I have nursed through two full pregnancies, and tandem nursed DS1 and DD for more than a year.

 

DS1 was gradually night-weaned (at age 2.5-3) while I was pregnant, he was just ready for it, we did the method of agreeing to nurse for a count of 40,20,10 (different numbers as we progressed), down to that in the end he just did not woke up anymore at night (wasn't worth it, eh?).

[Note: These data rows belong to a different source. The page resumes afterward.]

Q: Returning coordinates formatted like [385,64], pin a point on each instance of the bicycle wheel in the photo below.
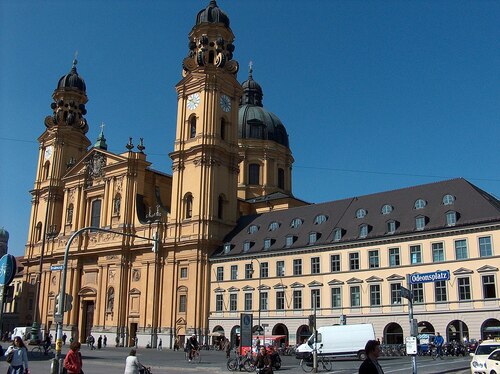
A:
[232,364]
[306,365]
[327,363]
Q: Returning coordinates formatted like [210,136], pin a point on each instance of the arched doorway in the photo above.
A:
[393,334]
[303,333]
[425,327]
[456,331]
[490,329]
[235,336]
[281,329]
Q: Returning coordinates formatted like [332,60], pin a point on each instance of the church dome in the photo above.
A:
[254,121]
[212,14]
[4,234]
[72,80]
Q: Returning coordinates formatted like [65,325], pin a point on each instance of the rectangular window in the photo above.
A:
[336,297]
[334,263]
[234,272]
[183,273]
[182,303]
[416,254]
[394,259]
[248,301]
[263,301]
[464,293]
[297,266]
[375,298]
[233,302]
[373,260]
[395,293]
[355,296]
[418,293]
[315,269]
[354,261]
[248,271]
[280,268]
[219,302]
[315,299]
[220,273]
[297,299]
[264,270]
[489,287]
[485,246]
[437,252]
[461,249]
[280,300]
[440,289]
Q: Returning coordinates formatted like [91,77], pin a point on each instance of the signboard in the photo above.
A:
[435,276]
[411,345]
[8,269]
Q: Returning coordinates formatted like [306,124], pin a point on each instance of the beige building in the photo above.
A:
[228,208]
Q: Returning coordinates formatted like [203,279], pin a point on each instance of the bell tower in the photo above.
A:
[62,144]
[205,157]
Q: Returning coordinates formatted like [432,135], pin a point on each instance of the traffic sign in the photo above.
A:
[430,277]
[8,269]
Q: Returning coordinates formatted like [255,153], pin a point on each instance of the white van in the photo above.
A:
[341,340]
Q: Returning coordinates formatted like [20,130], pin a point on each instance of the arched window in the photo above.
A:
[222,129]
[189,206]
[38,232]
[253,174]
[110,300]
[117,201]
[95,217]
[281,178]
[46,169]
[192,127]
[69,214]
[220,207]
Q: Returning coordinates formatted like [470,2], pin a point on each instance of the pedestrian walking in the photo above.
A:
[73,362]
[370,365]
[17,357]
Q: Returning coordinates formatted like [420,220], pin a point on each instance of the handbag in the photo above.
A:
[10,356]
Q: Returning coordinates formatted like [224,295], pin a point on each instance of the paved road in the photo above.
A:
[112,361]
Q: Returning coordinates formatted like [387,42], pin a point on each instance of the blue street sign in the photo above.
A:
[8,269]
[435,276]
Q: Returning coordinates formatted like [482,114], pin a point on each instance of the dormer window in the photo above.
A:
[320,218]
[253,229]
[273,226]
[360,213]
[363,231]
[448,199]
[420,204]
[451,218]
[337,234]
[296,222]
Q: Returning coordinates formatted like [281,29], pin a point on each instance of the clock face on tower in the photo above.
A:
[48,152]
[225,103]
[193,101]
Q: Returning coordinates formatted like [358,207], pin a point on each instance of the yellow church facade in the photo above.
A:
[230,232]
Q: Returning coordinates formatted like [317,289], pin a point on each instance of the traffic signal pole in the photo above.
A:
[56,367]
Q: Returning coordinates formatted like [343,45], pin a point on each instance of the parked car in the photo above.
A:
[479,357]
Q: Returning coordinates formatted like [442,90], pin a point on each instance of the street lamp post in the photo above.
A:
[56,367]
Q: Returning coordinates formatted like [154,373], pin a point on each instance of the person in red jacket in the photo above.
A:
[73,361]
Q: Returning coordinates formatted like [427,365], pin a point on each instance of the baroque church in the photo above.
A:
[168,255]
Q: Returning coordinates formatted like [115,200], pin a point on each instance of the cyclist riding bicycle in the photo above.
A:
[192,345]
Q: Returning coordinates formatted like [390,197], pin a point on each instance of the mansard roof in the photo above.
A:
[340,222]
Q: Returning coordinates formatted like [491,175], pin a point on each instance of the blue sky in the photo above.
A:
[375,95]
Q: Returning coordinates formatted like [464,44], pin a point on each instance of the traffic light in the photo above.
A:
[68,302]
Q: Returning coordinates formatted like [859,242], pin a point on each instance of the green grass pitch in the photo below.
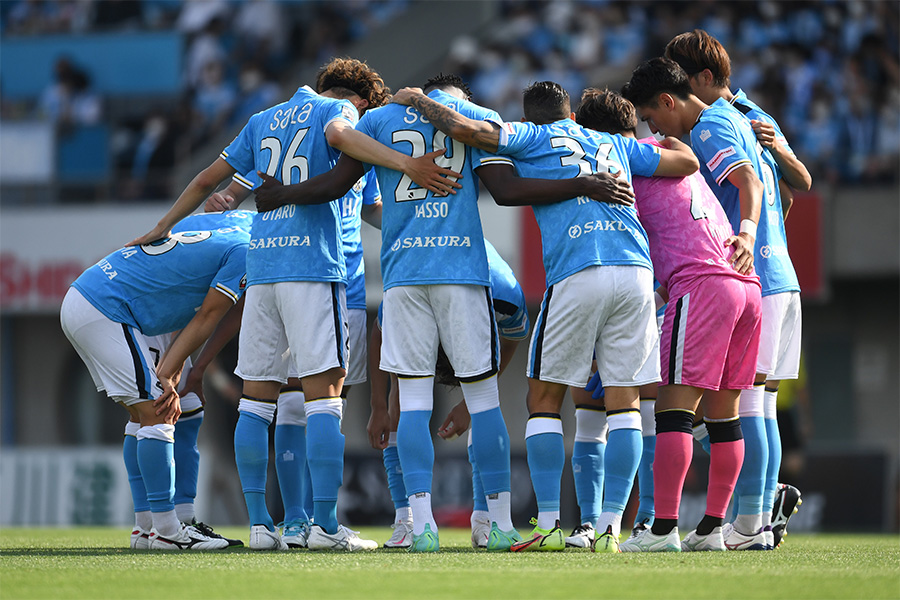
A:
[94,563]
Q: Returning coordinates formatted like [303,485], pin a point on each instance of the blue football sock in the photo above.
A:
[187,459]
[478,497]
[290,465]
[416,450]
[751,482]
[774,464]
[395,477]
[251,454]
[587,470]
[546,458]
[623,454]
[135,480]
[157,463]
[325,456]
[646,508]
[490,442]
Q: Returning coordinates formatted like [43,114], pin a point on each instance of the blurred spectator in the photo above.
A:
[69,100]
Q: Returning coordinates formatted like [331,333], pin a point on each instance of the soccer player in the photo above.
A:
[119,315]
[711,326]
[296,277]
[742,174]
[511,315]
[709,69]
[425,306]
[587,308]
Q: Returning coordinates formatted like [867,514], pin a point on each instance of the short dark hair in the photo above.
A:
[697,50]
[442,82]
[546,102]
[605,110]
[654,77]
[354,76]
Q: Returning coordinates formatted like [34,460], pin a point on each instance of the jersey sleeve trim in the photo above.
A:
[731,169]
[225,290]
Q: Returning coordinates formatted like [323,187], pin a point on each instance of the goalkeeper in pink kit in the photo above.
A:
[709,337]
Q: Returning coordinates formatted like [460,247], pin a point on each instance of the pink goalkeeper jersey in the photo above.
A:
[686,226]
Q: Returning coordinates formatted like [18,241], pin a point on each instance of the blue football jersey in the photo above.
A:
[364,191]
[723,140]
[510,309]
[158,287]
[426,239]
[287,141]
[579,232]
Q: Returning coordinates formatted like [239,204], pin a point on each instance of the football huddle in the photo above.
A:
[671,312]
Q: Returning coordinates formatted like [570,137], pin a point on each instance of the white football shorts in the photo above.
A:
[458,317]
[607,310]
[309,317]
[779,340]
[122,361]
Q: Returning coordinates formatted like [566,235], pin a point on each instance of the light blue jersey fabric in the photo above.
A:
[287,142]
[723,141]
[425,239]
[158,287]
[579,232]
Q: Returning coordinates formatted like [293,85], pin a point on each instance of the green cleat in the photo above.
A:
[427,541]
[606,543]
[541,539]
[502,541]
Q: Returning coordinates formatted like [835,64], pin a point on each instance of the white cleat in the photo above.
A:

DD night-weaned herself way before I got pregnant.

 

Both children nursed to sleep throughout the pregnancies, and I did have worries how this would

turn out once baby was born....both of them surprised me: DS1 latched off at bedtime rather quickly (all that fresh new baby milk certainly filled his tummy quickly) and went to sleep.

DD decided that once DS2 was born that milk was for the baby and not for her, and has never looked back!

 

As for the logistics: we cosleep, so when tandem nursing at night, I had DS1 on my side and it was on him to find a comfortable way to latch, and baby was on my tummy (me on my back).

 

Good luck!

post #6 of 6
Thread Starter 

Thank you for all the replies, mamas!  She does nurse until she is completely asleep - that is the biggest thing I worry about.  She nurses into a deep sleep too.  When she was around 7 months old, she would usually only nurse for 5 minutes and she was asleep.  But now it's usually at least 20 minutes, sometimes up to an hour.  I've tried taking her off after she seems to be really asleep, but more often than not she will wake up totally and start crying.  Lately though sometimes she will pull off herself and lay down and go to sleep after a long time - like 45 minutes.  I think maybe this is because there's no more milk in there at that point?  But she's only done that a few times.  Maybe if I start taking her off more often, she'll get used to it  more?

 

So onyxravnos, You said your DS1 just got used to getting super sleepy and then laying down to pass out.  How did he get used to it?  Did he feel any resentment about not being able to do what he usually does? 

 

moonInLion, I hope my dd2 reacts the same way one of yours did, but I'm worried she might not.

 

I'm already worried about her being jealous and feeling resentful, because even if my dd1 sits on my lap for an extended period of time she feels jealous.  We tell her she has to share Mommy, and she does, but it seems to be hard for her.  Maybe I need to go out and hold lots of babies to get her used to it. 

 

So It sounds like cosleeping and tandem nursing is what worked best for both of you, so maybe I shouldn't have switched her to her own bed.  But now she is in her own bed, she likes it so much, I don't know if she would come back in our bed.  I guess maybe we can cross that bridge when we come to it. 

Maybe by that point she'll be pretty much sleeping through the night, because she'll go about 6 hours now before waking up and 6 months ago she would only go for 3 hours.  Or maybe she'll go to sleep in her bed and when she wakes up, I'll convince her to come into our bed and do as you guys suggested.